Published online Dec 9, 2023. doi: 10.5409/wjcp.v12.i5.331
Peer-review started: June 25, 2023
First decision: August 17, 2023
Revised: September 4, 2023
Accepted: October 30, 2023
Article in press: October 30, 2023
Published online: December 9, 2023
Processing time: 165 Days and 17.9 Hours
Intra-gastric migration of the distal ventriculoperitoneal shunt (VPS) catheter clinically presenting with or without trans-oral extrusion is one of the rare complications of VPS catheter insertion.
To know more about the intra-gastric migration of the distal VPS catheter.
This systematic review of the literature aims to highlight the demographics, clinical characteristics, and outcome of the surgical procedures performed for the intra-gastric migration of the distal VPS catheter, clinically presented with or without trans-oral extrusion of the distal end of peritoneal/VPS catheter.
An online search was carried out for extraction/retrieval of published literature about the intra-gastric migration of the distal VPS catheter. PubMed, PubMed Central, ResearchGate, Google Scholar, and Google Images databases were searched using various terminology relating to the VPS complications. Manuscripts were retrieved from 1980 to December 2022. The selection of literature for the present review was done by assessing the titles, abstracts, and full texts of the manuscripts.
A total of n = 46 cases of intra-gastric migration of the distal VPS catheter clinically presented with or without peroral extrusion were recruited for the systematic review and were retrieved from the n = 46 manuscripts. Approximately sixty percent of them were children ≤ 5 years of age at the time of diagnosis of the complication mentioned above. In seventy-two percent of cases, this complication was detected within 24 mo after the VPS insertion/last shunt revision. Removal of the entire VPS catheter/removal of part of the distal/distal VPS catheter with or without external ventricular drainage was preferred by the authors. Percutaneous surgical removal of the entire or the distal VPS catheter with or without external ventricular drainage was a procedure of choice and was opted for n = 27 cases. For the management of VPS complications mentioned above, formal laparotomy was carried out only in n = 11 cases. In eighty-five percent of cases, the site of bowel perforation was the stomach. The site of bowel perforation was repaired only in n = 11 cases.

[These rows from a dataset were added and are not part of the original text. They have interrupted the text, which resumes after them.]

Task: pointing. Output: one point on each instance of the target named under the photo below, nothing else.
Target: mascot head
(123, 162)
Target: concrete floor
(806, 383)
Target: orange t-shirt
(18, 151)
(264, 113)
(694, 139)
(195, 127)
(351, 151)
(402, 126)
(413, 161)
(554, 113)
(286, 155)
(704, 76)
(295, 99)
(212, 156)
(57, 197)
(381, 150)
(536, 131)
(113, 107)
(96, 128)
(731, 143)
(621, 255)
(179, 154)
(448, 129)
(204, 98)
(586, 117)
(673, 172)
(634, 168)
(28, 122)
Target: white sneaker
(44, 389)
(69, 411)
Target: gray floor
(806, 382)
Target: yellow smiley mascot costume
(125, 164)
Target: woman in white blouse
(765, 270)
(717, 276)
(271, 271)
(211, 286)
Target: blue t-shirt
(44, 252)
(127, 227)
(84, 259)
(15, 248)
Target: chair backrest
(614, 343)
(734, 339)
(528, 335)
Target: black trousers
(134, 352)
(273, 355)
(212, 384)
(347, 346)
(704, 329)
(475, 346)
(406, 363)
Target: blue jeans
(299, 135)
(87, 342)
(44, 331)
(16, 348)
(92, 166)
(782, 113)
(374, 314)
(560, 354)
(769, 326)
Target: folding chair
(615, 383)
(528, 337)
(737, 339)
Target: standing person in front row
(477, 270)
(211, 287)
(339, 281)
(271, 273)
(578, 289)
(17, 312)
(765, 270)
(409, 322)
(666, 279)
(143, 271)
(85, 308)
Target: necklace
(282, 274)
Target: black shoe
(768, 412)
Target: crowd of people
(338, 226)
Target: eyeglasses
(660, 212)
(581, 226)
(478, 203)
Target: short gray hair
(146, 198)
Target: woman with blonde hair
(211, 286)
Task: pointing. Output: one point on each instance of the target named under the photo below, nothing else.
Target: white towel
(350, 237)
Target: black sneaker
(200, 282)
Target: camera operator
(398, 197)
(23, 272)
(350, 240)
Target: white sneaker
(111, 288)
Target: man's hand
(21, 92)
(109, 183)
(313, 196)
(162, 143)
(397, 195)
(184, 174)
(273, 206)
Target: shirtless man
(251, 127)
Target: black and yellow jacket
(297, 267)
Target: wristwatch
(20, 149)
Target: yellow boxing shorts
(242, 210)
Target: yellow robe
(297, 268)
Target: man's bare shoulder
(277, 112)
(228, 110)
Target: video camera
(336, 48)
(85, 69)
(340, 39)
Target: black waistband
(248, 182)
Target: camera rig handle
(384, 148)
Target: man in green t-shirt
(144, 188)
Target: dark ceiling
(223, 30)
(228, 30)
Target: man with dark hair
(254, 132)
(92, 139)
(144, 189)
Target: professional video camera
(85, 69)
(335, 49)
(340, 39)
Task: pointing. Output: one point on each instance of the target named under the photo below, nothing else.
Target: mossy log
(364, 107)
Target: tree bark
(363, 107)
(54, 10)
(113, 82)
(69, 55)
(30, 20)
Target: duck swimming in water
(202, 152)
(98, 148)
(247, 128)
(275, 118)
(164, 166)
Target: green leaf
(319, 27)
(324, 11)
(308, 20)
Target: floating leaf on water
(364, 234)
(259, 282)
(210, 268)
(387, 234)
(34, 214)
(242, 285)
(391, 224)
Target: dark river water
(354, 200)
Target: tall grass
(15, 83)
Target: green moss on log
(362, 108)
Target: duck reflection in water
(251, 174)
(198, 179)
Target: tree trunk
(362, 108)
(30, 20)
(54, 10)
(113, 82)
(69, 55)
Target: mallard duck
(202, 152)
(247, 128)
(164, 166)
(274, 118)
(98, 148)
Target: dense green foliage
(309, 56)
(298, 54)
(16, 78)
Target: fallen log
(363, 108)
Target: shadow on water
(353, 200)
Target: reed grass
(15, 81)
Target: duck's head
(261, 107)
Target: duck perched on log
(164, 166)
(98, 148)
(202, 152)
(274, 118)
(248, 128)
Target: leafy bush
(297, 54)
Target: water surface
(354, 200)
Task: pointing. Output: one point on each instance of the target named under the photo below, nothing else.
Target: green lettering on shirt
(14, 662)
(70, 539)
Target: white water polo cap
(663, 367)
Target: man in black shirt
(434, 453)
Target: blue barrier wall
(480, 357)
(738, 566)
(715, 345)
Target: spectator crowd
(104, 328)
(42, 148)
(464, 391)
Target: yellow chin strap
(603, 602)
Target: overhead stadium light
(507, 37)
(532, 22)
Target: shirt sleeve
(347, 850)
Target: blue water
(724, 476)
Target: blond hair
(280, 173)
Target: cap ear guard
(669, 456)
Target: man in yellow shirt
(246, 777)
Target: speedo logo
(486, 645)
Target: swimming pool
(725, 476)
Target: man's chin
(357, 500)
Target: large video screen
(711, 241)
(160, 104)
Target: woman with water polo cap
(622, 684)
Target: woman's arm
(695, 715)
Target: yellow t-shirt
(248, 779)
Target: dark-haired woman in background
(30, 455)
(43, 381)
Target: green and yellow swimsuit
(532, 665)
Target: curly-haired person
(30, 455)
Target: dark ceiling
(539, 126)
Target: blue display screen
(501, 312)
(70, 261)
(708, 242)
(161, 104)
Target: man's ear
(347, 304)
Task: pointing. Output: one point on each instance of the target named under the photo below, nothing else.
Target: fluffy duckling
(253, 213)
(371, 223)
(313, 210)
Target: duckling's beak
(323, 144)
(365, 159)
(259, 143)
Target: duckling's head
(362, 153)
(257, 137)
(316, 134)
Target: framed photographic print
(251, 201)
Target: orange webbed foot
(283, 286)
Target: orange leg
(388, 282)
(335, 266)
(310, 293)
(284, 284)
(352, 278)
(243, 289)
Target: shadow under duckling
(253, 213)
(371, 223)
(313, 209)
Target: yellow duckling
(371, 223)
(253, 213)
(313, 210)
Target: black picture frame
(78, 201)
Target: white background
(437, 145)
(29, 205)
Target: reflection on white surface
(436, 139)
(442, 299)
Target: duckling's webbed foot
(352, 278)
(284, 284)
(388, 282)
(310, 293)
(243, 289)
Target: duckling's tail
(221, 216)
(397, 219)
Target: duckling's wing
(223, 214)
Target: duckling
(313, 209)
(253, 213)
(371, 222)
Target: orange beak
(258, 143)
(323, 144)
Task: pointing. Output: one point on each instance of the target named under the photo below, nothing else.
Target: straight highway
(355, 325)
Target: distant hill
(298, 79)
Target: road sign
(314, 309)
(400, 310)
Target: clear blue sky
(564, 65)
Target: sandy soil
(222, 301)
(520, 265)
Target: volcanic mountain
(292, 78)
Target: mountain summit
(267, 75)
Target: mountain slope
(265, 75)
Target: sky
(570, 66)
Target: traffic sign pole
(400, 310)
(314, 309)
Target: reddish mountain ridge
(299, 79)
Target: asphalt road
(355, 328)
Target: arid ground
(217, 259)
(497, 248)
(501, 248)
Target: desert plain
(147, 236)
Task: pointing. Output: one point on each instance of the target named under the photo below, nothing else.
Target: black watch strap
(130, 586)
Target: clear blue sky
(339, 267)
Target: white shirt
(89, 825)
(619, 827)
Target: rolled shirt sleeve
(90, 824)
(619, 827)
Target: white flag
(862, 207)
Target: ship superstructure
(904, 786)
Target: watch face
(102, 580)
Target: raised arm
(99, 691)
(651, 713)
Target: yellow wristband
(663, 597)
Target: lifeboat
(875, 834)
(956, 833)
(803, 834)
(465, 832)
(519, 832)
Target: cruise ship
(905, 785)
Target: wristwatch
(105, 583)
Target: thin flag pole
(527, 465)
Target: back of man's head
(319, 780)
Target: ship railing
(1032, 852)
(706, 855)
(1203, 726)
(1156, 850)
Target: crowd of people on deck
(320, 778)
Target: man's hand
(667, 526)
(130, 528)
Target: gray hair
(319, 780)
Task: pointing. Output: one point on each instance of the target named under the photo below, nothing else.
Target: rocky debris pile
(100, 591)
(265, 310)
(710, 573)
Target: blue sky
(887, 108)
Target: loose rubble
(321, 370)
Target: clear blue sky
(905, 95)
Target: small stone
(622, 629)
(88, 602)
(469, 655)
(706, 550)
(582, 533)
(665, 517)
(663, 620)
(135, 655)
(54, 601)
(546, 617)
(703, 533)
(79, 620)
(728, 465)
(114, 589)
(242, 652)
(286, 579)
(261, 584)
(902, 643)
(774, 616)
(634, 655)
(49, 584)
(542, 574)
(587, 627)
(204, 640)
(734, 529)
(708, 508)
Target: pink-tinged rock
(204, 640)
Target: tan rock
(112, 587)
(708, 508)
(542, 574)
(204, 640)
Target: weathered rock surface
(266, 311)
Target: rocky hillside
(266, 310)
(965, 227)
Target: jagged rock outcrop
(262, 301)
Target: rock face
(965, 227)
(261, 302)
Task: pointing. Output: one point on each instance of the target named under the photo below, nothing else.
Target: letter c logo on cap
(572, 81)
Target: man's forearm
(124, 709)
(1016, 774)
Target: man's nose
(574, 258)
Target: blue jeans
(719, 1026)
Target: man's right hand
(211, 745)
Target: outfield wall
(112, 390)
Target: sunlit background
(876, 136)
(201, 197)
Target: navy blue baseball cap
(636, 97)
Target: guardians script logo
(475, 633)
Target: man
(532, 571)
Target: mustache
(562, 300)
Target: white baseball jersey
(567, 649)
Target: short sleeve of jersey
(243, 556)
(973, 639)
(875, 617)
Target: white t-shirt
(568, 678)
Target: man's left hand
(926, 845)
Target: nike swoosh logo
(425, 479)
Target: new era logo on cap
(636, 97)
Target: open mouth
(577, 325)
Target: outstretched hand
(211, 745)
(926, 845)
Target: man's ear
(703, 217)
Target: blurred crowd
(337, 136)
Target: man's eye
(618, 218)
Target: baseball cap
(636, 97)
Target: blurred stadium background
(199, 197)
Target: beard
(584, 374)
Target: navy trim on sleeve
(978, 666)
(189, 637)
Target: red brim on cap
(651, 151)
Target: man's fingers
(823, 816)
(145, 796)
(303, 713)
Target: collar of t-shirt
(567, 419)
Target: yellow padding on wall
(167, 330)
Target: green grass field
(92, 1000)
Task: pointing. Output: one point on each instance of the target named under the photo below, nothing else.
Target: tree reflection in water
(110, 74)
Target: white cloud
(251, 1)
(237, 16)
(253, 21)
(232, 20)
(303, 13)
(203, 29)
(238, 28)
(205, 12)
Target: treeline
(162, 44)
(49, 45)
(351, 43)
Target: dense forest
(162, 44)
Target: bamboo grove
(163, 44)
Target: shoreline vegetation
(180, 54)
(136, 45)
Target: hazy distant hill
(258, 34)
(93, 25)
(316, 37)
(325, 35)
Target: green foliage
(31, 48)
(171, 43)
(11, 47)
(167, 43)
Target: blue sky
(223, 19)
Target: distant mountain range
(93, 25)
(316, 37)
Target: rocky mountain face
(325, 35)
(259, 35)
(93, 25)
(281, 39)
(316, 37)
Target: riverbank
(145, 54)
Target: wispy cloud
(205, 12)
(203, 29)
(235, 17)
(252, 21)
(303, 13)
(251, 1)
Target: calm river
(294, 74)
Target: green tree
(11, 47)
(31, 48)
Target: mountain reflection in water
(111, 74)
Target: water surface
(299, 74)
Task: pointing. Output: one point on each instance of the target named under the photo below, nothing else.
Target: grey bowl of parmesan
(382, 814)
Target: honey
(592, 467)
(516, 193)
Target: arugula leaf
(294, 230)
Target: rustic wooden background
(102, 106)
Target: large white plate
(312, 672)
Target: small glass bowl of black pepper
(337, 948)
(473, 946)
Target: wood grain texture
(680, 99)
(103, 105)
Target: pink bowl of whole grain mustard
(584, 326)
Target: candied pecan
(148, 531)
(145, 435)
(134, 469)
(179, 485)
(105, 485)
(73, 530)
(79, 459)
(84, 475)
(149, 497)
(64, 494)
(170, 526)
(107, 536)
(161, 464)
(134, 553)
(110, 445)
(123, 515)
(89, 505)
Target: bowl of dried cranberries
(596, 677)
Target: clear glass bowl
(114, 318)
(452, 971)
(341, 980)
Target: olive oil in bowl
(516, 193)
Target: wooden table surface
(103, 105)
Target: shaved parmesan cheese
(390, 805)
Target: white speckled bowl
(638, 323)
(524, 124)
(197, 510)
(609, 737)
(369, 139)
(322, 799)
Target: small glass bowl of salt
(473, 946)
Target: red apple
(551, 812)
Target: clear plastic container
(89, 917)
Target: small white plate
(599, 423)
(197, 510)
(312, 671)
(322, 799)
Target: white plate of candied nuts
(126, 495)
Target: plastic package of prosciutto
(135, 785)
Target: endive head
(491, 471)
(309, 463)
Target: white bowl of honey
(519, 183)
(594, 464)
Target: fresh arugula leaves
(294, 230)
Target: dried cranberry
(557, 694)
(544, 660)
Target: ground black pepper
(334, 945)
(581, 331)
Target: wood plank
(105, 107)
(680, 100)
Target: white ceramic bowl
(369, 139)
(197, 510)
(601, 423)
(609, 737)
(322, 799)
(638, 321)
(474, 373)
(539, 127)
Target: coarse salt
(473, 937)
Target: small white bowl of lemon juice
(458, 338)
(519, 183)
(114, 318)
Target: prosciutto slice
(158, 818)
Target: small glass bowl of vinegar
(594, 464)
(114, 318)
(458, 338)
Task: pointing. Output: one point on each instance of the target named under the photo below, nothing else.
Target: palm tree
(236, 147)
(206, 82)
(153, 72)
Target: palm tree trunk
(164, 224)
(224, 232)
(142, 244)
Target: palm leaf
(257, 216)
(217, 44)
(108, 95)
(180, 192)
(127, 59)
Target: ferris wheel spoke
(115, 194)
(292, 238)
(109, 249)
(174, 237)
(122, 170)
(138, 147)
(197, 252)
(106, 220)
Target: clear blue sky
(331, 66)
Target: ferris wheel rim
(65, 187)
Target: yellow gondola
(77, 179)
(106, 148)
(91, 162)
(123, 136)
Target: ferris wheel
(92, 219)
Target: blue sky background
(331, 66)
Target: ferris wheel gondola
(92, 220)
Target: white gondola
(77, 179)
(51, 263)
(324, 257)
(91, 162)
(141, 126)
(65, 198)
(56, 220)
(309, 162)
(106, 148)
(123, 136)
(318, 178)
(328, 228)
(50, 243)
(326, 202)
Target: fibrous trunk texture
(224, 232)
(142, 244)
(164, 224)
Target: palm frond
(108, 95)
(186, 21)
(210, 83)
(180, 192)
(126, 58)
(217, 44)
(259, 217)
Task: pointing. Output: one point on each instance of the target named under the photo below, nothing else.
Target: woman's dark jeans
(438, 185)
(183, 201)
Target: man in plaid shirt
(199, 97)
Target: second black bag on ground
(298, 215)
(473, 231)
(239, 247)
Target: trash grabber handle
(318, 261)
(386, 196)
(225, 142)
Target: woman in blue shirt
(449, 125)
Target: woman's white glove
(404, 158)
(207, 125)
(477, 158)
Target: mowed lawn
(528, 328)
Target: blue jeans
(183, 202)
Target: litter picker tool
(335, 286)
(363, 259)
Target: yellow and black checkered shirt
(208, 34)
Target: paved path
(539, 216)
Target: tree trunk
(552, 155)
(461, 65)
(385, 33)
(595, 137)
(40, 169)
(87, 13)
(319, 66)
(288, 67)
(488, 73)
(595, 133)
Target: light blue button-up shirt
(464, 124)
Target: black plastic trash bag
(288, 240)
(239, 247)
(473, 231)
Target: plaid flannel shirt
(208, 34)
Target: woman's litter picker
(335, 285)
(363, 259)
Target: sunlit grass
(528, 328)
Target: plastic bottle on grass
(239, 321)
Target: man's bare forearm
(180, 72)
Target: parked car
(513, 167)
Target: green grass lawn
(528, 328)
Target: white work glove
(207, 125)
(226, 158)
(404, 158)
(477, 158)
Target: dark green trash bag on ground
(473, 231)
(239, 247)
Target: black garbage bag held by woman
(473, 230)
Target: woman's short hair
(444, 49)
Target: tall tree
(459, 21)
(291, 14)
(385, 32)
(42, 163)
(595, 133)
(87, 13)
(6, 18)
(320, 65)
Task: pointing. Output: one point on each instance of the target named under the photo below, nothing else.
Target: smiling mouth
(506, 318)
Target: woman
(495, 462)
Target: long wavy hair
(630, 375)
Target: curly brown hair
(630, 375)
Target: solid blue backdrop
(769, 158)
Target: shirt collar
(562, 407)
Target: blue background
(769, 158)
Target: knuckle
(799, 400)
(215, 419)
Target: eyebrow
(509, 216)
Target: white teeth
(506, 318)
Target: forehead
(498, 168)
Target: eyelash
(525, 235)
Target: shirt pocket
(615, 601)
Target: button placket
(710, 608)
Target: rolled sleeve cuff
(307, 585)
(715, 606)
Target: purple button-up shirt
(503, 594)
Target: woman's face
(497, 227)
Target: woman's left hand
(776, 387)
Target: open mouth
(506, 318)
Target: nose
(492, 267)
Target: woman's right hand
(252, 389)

Intra-gastric migration of the peritoneal end of a VPS catheter is one of the rare complications of VPS catheter implantation done for the treatment of hydrocephalus across all age groups. It was more frequently reported in children, although also reported in adults and older people. Formal exploration of the abdomen for the management of the VPS complication described above was neither done nor required in 70% of cases. In two-thirds of cases, the repair of the stomach/bowel perforation caused by the distal VPS catheter was not done and it healed after the removal of the distal shunt catheter from the stomach/bowel.
This systematic review revealed that the intra-gastric migration of the peritoneal end of a VPS catheter was more commonly reported in children than adults and older people. Intra-gastric migration with peroral extrusion of the distal VPS catheter was twice as commonly reported than the intra-gastric migration of the distal VPS catheter clinically presented without peroral extrusion. A high degree of clinical suspicion is required for the diagnosis of cases of an intra-gastric migration of the distal VPS catheter clinically presenting without trans-oral extrusion. The exact mechanism for the intra-gastric migration of the peritoneal end of the VPS catheter is not known and requires some specific experimental studies.